Falar que “todo mundo é responsável por sustentabilidade” me soa como dizerem que “todo mundo é responsável por TI”. Quando ouço este discurso, me vem à cabeça alguém dizendo: “Então, todo mundo não trabalha usando o computador? Você também não usa? Então à partir de agora todo mundo vai cuidar de TI!” Mas espera aí. Eu só uso o computador, eu não sei tecnicamente como fazer sua manutenção, qual é o software mais eficiente e que nos dará maior produtividade, qual é a estratégia macro da companhia para o uso da Tecnologia da Informação,...

Isso absolutamente não significa que profissionais de Sustentabilidade precisam ter uma única formação padrão, pelo contrário, precisamos desta diversidade de advogados, engenheiros, educadores, pscicólogos, etc, justamente por envolverem questões tão complexas que só estamos começando a compreender.
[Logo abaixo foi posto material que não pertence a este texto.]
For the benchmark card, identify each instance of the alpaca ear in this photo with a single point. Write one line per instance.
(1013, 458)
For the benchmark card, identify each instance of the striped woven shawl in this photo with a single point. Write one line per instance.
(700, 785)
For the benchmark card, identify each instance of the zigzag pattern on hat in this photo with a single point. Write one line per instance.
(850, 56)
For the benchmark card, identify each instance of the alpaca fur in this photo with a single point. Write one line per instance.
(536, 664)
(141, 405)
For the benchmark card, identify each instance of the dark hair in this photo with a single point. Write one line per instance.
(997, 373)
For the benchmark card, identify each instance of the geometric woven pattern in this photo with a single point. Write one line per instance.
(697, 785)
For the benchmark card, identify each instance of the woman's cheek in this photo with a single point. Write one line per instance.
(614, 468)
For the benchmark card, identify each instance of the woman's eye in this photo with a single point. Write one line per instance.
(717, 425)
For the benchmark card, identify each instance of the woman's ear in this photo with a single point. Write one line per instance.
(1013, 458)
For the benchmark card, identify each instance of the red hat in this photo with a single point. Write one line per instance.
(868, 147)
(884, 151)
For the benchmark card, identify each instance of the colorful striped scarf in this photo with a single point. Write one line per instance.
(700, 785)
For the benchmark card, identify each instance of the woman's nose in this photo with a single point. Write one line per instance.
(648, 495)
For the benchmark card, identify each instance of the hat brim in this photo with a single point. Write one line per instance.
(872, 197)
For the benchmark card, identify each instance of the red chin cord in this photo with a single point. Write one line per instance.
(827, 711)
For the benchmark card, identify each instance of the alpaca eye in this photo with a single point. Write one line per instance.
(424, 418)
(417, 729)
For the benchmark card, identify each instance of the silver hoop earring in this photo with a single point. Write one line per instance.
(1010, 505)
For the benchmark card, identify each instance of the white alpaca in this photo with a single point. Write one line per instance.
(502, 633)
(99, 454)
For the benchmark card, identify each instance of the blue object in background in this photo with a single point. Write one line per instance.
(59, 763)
O que estou dizendo é que precisamos que este profissional seja capacitado, tenha o conhecimento necessário para atuar adequadamente e saiba exatamente como as suas competências contribuem para o desenvolvimento sustentável e para a geração de valor compartilhado.

Devido à esta falta de maturidade das organizações em relação ao tema, e da pouca ou nenhuma capacitação existente dentro das companhias, ainda precisamos sim de um “departamento”, de uma equipe de profissionais que lidere o caminho, estabeleça as estratégias junto com a alta liderança - alinhadas à visão e ao propósito da organização - e que traga valor real para o negócio e para a sociedade. Até lá, vamos atuar no sentido de que cada empresa tenha os processos, o ambiente e a cultura propícios para que a verdadeira Sustentabilidade esteja devidamente inserida em todas as suas funções e atividades, tornando-se então tão natural e internalizada que será desnecessária uma liderança específica.